In that case, I think Midtenn's on the money with the 1/2" NPT and plug
Vent to atmosphere from block. Used a boss or landing Mazda left on the casting.
ORB connector a tight fit in behind alternator, but it will work.
Then the condensed oil return to the sump was placed close to the bottom, in a space that clears the internal braces and strengthening bits, and externally fits between the 2001 engine mount (that follows the black line) and the cross member. ~ Filled oil level is marked by the short horizontal line.
A bit small a diameter, but the easiest size to fit. Used a -6 AN bulkhead part, with copper crush washers and gasket maker to seal it in place.

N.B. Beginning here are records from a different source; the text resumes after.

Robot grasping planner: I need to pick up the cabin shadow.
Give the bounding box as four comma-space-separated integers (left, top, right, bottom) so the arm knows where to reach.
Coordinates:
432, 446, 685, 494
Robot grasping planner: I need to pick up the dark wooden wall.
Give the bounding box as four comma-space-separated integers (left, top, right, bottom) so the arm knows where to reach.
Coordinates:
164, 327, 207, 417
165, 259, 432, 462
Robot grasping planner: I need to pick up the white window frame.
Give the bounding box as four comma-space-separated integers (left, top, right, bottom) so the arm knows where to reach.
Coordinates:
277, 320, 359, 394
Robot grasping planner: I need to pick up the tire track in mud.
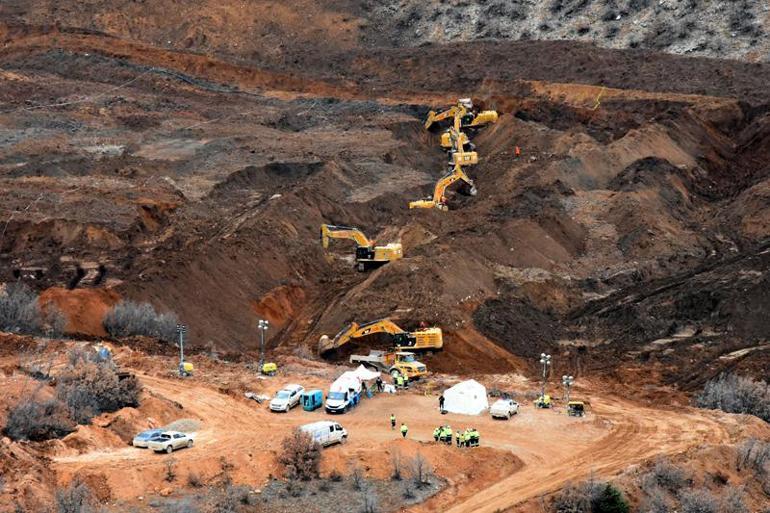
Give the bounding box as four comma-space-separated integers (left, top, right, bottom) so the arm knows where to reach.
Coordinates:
440, 401, 730, 513
53, 376, 730, 513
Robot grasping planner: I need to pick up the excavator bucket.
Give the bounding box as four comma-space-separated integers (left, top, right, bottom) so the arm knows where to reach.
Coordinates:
409, 200, 436, 208
468, 110, 498, 127
318, 335, 334, 354
441, 130, 469, 150
425, 110, 436, 130
318, 322, 359, 355
452, 151, 479, 166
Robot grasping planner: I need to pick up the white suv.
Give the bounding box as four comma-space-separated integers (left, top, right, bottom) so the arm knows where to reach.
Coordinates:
270, 385, 305, 411
489, 399, 519, 419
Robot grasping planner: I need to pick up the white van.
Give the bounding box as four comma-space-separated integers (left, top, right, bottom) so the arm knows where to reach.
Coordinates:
300, 420, 348, 447
324, 372, 361, 413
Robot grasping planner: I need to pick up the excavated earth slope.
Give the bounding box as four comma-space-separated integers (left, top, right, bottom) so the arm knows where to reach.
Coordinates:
0, 3, 770, 386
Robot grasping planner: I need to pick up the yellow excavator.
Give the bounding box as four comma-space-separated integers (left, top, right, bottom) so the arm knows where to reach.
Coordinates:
409, 163, 477, 211
321, 224, 404, 272
425, 98, 498, 130
318, 319, 444, 354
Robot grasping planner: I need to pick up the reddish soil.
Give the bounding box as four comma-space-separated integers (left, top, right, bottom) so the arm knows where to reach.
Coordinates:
0, 0, 770, 511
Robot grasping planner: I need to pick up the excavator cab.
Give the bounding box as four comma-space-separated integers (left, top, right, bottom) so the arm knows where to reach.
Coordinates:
567, 401, 586, 417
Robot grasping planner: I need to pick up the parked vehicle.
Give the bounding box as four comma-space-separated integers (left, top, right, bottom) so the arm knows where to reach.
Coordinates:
299, 390, 324, 411
489, 399, 519, 419
325, 373, 361, 413
300, 420, 348, 447
131, 429, 165, 449
270, 385, 305, 412
535, 394, 552, 408
567, 401, 586, 417
147, 431, 193, 454
350, 350, 428, 380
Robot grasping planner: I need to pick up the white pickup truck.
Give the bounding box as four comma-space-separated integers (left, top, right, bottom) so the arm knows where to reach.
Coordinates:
489, 399, 519, 420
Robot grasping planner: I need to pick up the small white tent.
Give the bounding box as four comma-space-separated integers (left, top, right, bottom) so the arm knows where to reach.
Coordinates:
444, 379, 489, 415
353, 365, 380, 381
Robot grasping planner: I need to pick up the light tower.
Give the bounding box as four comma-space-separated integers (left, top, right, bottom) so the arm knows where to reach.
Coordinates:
561, 374, 575, 404
540, 353, 551, 400
257, 319, 270, 372
176, 324, 187, 376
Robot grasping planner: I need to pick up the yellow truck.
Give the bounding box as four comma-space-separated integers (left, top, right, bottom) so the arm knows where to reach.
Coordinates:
350, 350, 428, 380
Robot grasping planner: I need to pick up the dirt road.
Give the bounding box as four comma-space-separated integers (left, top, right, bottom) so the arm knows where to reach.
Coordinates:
49, 376, 731, 512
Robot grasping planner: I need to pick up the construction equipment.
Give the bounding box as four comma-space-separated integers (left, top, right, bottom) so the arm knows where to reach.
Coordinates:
441, 128, 475, 151
350, 351, 428, 380
179, 362, 195, 378
318, 319, 444, 354
321, 224, 403, 272
259, 362, 278, 376
567, 401, 586, 417
425, 98, 498, 130
441, 127, 479, 166
409, 163, 477, 210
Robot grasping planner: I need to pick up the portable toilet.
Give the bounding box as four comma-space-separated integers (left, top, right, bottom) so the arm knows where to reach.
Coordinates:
299, 390, 324, 411
259, 362, 278, 376
179, 362, 195, 377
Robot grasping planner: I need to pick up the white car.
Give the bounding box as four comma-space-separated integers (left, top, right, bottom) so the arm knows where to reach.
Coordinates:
270, 385, 305, 411
300, 420, 348, 447
489, 399, 519, 419
147, 431, 193, 454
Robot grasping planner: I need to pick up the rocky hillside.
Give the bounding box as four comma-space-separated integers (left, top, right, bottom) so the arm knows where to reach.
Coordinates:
368, 0, 770, 61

Neat. You just drilled that out? Does the engine go longways or sideways? Seems a miata might dump oil out that hole depending on which way you are going? That looks a lot lot lower than the original breather location if I'm not mistaken, because I thought that was above the mount bosses. At least if it's sideways you are off power when the oil sloshes up there?

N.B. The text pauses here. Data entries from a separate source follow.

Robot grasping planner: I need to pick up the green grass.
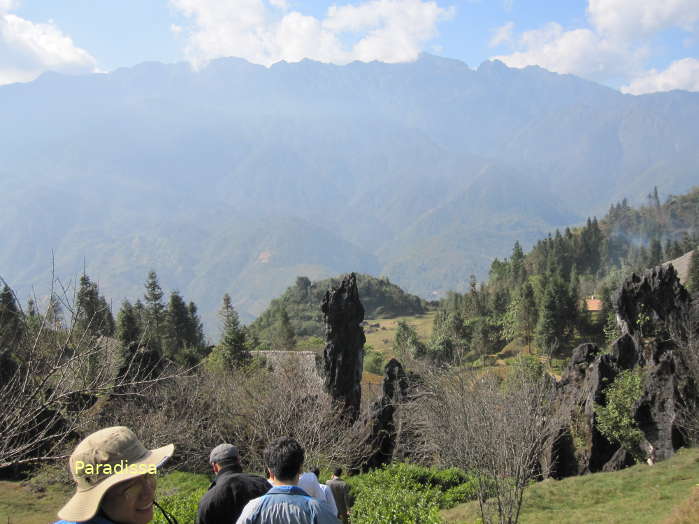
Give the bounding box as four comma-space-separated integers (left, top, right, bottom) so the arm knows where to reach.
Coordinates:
364, 311, 437, 360
0, 481, 72, 524
442, 449, 699, 524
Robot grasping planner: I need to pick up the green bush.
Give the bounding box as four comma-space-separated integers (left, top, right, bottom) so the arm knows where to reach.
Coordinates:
440, 478, 478, 509
364, 351, 383, 375
153, 471, 209, 524
351, 486, 444, 524
595, 370, 644, 460
347, 463, 478, 524
153, 488, 206, 524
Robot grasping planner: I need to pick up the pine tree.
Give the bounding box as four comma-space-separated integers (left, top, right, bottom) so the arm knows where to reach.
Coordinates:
75, 275, 114, 336
162, 291, 191, 362
186, 301, 206, 349
517, 282, 538, 353
648, 238, 663, 266
0, 284, 24, 354
536, 284, 559, 353
116, 300, 141, 346
536, 276, 577, 351
212, 293, 251, 369
143, 271, 165, 346
46, 294, 63, 329
27, 298, 42, 331
99, 295, 116, 337
687, 249, 699, 293
393, 320, 426, 359
75, 275, 102, 335
510, 241, 527, 287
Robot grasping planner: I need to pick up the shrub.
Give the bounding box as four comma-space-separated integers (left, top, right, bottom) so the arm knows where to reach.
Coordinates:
364, 351, 383, 375
347, 463, 478, 524
352, 486, 444, 524
440, 478, 478, 509
595, 370, 643, 460
153, 488, 206, 524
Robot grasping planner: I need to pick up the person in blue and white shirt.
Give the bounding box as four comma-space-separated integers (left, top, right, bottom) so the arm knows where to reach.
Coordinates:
236, 437, 341, 524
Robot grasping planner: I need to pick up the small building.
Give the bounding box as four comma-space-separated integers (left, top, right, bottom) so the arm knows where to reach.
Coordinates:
585, 295, 604, 313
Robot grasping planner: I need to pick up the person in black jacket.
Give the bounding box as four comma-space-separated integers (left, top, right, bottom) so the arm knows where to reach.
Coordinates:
197, 444, 270, 524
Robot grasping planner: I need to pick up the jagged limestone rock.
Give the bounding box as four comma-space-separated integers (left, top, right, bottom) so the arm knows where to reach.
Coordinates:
321, 273, 366, 421
353, 358, 408, 472
543, 265, 697, 478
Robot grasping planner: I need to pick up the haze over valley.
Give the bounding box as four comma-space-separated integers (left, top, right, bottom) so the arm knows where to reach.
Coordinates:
0, 54, 699, 329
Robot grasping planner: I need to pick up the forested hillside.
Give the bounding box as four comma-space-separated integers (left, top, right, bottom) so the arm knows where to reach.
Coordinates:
248, 274, 426, 348
0, 55, 699, 324
397, 188, 699, 361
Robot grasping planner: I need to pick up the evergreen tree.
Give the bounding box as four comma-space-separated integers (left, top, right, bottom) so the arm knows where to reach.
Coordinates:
510, 241, 527, 287
0, 284, 24, 354
116, 300, 142, 347
162, 291, 193, 362
687, 249, 699, 293
648, 238, 663, 266
536, 285, 559, 352
143, 271, 165, 345
186, 301, 206, 350
393, 320, 427, 360
536, 276, 577, 351
517, 282, 538, 353
212, 293, 251, 368
46, 294, 63, 329
75, 275, 114, 336
27, 298, 42, 331
270, 308, 296, 351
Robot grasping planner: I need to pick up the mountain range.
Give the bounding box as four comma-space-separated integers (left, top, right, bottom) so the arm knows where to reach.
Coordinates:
0, 54, 699, 332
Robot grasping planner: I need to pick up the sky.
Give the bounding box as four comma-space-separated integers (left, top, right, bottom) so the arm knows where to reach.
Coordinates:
0, 0, 699, 94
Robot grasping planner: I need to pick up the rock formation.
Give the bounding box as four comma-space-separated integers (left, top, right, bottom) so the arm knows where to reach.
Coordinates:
321, 273, 366, 421
544, 266, 697, 478
353, 358, 408, 472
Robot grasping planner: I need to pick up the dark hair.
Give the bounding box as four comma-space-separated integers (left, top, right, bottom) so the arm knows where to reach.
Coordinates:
262, 437, 304, 480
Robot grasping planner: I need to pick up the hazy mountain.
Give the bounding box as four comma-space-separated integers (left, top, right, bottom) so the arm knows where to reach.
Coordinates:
0, 55, 699, 332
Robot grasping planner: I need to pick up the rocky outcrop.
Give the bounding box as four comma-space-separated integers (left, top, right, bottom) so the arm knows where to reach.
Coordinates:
544, 266, 697, 478
353, 358, 408, 472
321, 273, 366, 421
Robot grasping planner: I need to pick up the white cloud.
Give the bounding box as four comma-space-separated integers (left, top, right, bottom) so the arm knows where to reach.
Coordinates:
587, 0, 699, 40
621, 58, 699, 95
489, 22, 515, 47
491, 0, 699, 92
170, 0, 453, 66
0, 9, 97, 85
494, 22, 645, 81
0, 0, 19, 13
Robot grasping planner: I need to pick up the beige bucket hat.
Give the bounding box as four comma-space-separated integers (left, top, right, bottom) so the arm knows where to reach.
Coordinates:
58, 426, 175, 522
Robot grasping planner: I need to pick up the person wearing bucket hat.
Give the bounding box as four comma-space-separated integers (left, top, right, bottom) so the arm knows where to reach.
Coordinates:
55, 426, 176, 524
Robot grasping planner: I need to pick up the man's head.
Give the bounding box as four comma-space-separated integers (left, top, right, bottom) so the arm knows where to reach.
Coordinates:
209, 444, 240, 473
263, 437, 304, 483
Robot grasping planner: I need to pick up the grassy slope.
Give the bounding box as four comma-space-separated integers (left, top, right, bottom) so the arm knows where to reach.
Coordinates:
442, 449, 699, 524
0, 481, 71, 524
364, 311, 437, 359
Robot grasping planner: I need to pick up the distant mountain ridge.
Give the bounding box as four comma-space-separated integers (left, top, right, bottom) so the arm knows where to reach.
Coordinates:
0, 55, 699, 332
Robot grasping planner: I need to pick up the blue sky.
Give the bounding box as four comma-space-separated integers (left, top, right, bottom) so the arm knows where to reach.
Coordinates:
0, 0, 699, 94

I'd like a heated catch can with a programmed drain valve to the pan after coolant temp hopefully flashes out all the water and other nasty bits, an extra hole in the block to assist the head draining is just icing on teh cake.
I'd like a heated catch can with a programmed drain valve to the pan after coolant temp hopefully flashes out all the water and other nasty bits, ....
That does sound magnificent, but the closest thing I have found is the coolant heated Radium catch can. It adds a lot more plumbing, and they are very pricey. I have not brought myself to buy one.
Yes, the boss I used is about 1.5 inches lower than the one Mazda left of the 1.6 L block, which was just below the oil pump to oil filter feed line that runs visibly along the block. But they stopped having that boss on the 1.8 L engines. I will end up learning if it is too low. But there is a substantial windage tray, and it sits above that, which should help a bit.
I was thinking of making a catch can that sits on top of or near enough the exhaust to heat things up.
im not totally sold on the idea of returning the crank case vented oil back into the pan though.
seems like it would be fairly contaminated with combustion byproducts besides oil and oxidation.